A Global Perspective

As a result of his international experience, Robeson learned that other countries were far less racist than the United States of that time, where he still had difficulty finding restaurants to serve him and where African Americans could only be seated in the upper balconies of theaters to hear him perform. In particular, a visit to Russia made an indelible impression on him. There, he experienced a color-blind society apparently committed to improving the conditions of its working class members, descendents of serfs just as African Americans were descendents of slaves.

Returning to the United States, Robeson became active in working to change racist practices at home for which he was honored with the NAACP’s Spingarn Medal in 1945. He was part of an organization that attempted to force President Harry Truman to sign federal antilynching legislation, and he refused to sing for segregated audiences. When the Cold War with the U.S.S.R. took hold, Robeson was vocal in protesting U.S. policy toward Russia. As tensions mounted, he went so far as to urge African Americans not to fight in a war, since they were treated with such discrimination by their own country. These were inflammatory sentiments that attracted the attention of Senator Joseph McCarthy. Asked by the House Un-American Activities Committee to sign an affidavit that he had never been a member of the Communist Party, Robeson refused on principal, even though he had never joined the party.

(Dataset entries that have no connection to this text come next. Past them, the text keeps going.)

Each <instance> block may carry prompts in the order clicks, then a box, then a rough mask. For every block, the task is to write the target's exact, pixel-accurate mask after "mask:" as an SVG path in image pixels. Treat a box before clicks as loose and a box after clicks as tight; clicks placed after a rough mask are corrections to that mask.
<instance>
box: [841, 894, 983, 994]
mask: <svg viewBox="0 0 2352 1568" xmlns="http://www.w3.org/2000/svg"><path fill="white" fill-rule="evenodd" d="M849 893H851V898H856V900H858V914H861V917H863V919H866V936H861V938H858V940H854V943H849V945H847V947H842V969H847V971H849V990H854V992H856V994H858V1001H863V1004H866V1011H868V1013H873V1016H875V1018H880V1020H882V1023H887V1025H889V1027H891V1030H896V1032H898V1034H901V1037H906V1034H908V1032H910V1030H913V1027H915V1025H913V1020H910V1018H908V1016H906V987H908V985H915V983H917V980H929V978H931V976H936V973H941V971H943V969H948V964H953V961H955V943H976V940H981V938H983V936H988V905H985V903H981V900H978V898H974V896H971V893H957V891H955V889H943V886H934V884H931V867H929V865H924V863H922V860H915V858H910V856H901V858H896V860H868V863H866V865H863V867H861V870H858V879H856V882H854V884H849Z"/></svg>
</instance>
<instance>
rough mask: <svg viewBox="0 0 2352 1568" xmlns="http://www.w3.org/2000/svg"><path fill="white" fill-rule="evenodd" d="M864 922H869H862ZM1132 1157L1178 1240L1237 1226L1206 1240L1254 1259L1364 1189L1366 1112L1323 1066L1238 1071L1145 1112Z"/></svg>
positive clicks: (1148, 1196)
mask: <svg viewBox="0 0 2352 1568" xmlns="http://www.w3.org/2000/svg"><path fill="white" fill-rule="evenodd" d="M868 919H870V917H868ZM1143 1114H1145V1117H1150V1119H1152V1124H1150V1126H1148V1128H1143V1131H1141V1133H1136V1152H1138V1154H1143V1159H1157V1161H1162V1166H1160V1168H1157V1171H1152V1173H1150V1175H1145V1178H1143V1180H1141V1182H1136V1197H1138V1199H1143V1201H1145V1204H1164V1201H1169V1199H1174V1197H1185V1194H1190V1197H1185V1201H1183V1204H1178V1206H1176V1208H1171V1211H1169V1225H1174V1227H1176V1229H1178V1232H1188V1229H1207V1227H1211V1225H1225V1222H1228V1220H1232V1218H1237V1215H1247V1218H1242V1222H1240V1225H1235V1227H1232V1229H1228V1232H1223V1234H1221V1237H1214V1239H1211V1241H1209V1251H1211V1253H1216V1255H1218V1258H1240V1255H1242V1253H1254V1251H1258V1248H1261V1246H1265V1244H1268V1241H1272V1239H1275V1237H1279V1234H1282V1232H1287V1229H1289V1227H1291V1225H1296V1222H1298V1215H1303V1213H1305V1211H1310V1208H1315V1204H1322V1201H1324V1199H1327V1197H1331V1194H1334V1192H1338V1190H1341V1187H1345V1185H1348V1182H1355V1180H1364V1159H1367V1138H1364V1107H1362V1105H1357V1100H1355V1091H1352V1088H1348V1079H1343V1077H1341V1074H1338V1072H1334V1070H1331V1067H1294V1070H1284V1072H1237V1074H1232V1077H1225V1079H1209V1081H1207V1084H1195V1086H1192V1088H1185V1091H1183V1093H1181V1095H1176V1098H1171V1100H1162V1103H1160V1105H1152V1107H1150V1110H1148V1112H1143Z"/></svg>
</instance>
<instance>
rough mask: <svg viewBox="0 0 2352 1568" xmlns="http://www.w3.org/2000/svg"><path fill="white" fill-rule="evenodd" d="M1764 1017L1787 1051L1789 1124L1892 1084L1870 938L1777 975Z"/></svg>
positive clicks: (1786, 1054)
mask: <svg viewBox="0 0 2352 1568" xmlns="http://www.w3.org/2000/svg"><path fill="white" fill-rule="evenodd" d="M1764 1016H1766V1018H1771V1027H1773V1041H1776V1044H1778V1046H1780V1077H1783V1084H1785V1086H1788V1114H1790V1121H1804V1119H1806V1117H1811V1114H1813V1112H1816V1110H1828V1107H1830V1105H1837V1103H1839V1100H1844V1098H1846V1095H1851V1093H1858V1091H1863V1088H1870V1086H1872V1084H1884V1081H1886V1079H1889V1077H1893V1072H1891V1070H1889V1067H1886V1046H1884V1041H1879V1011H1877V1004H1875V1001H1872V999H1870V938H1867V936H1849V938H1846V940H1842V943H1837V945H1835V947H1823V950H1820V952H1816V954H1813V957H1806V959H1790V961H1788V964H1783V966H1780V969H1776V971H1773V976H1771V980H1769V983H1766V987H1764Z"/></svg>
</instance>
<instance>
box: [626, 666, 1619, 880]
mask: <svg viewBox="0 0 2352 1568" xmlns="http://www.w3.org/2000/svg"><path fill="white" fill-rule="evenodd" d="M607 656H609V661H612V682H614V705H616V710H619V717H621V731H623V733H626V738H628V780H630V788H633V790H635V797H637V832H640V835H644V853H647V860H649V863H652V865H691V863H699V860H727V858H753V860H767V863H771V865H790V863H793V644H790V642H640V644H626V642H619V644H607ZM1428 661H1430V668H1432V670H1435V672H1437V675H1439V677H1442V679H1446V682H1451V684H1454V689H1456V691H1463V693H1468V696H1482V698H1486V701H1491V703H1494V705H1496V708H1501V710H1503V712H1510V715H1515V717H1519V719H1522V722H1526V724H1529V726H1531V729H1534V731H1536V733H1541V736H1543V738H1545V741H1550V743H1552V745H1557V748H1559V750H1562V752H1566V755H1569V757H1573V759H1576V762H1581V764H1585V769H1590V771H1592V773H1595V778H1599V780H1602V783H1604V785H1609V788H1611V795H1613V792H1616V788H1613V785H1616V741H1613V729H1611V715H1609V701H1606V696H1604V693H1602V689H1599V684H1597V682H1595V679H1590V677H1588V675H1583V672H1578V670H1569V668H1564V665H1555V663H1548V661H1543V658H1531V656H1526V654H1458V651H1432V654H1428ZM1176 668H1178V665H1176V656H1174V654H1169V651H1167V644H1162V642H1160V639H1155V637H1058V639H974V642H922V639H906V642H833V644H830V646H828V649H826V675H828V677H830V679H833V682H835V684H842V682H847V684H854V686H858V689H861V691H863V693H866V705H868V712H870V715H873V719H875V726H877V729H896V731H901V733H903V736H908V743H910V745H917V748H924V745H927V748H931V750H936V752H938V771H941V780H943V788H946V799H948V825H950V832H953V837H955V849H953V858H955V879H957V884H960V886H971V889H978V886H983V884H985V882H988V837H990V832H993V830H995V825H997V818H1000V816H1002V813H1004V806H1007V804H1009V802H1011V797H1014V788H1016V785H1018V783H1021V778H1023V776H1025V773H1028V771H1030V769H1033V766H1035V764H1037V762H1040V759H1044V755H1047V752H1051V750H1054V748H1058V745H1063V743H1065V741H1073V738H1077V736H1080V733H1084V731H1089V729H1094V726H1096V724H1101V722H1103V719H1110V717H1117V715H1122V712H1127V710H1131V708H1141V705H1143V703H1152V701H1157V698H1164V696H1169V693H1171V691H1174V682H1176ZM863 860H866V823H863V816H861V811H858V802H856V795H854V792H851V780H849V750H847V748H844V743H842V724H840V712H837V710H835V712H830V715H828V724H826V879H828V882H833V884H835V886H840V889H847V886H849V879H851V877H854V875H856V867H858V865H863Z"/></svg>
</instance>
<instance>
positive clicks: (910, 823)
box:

The Committee condemned him. Robeson was blacklisted from performing in the United States and his passport was revoked in 1950. Confined to a hostile America for the next eight years, he fought for his passport, studied Chinese, and wrote an autobiography, Here I Stand. But popular opinion had turned against him, a traumatic state for a formerly beloved performer. In 1958, the Supreme Court ruled that the basis for denying his passport was unconstitutional; it was reinstated, but to little effect. Newspapers refused to review his autobiography, published that year. Robeson returned to Russia, and performed in 1960 in Australia and New Zealand, but the psychological consequences of his experience resulted in several episodes of suicidal depression. He was hospitalized in London and then treated for a variety of misdiagnosed ailments on his return to the United States in 1963, where he retreated from public view.

Robeson’s wife died in 1965, at which point he moved in with his sister and became a virtual recluse. He died of a stroke in 1976 in Philadelphia. Robeson was recognized posthumously for his athletic prowess in 1995 with his induction into the College Football Hall of Fame, and in 1998 for his music career with a Grammy Award for Lifetime Achievement. His legacy survives in the strength of his ideals and his passion for the universal rights of man.